Even the head of an independent, family-owned grocery store weighed in. “For years I had the mindset that self-scanners were impersonal and lacked the service we wanted to provide,” Tracy Clements Anthony, President of Clements Marketplace, told the committee. “I could not have been more wrong.” After installing self-checkout stations last year, “we have improved service level to all of our customers and are able to service our community better,” she said. “Simply because a store offers an option for a customer to handle their own goods at the point of purchase should not give the state a right to regulate the number of machines (or) mandate a discount.”

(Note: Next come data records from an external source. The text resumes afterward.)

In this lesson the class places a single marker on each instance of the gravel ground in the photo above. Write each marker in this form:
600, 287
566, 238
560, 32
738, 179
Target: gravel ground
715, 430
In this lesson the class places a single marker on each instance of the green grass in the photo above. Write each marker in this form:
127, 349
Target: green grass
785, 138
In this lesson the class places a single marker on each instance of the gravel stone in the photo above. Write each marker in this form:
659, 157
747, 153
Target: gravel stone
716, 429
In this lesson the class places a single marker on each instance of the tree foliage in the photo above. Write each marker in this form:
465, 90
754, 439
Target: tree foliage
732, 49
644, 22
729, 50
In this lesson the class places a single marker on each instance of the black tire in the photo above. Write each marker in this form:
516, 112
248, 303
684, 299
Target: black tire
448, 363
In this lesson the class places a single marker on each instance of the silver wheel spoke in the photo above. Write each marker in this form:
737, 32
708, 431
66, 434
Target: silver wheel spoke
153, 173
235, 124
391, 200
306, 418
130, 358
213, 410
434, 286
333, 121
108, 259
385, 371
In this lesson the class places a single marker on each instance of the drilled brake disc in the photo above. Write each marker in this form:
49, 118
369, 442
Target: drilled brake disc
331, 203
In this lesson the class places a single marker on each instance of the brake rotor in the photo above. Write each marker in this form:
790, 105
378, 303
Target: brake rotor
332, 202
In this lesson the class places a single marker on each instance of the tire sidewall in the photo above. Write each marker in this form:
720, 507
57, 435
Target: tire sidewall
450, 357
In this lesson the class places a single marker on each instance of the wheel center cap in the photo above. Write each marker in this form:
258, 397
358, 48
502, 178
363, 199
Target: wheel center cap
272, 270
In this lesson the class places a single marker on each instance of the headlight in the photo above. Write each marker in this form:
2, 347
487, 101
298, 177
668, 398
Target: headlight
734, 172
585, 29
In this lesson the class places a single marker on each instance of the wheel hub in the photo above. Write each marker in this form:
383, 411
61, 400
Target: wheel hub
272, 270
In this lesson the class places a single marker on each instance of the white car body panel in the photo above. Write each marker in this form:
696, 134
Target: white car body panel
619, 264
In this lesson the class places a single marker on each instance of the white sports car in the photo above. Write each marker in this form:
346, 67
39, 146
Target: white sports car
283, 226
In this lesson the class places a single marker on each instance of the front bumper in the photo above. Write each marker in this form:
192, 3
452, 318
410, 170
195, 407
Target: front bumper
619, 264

Some of Cotter’s colleagues on the committee, however, spoke in support of the bill. Representative Patricia Serpa called self-checkouts the “beginning of the creep, where technology replaces everything and everybody.” To business leaders’ arguments that cashiers are hard to find these days, “my fear,” she said, “is that if these machines take over every single one of those positions, the people aren’t going to ever to come back.”

Representative Michelle McGaw expressed concern how “personal interaction has really gone by the wayside,” and self-checkout is just another example. “It’s about the jobs, it’s about the numbers, and it’s about the businesses,” she said. “But it’s also about community and our relationships with one another.”

But is it the government’s role to mandate personal interactions at the grocery store? Are shoppers really entitled to compensation for choosing to go it alone? And if we give in to automation at the grocery store – will “the creep” have machines coming for your job next?

If you thought the debate between those who love and those who hate self-checkout was heated – in Rhode Island, it seems the real debate has only just begun.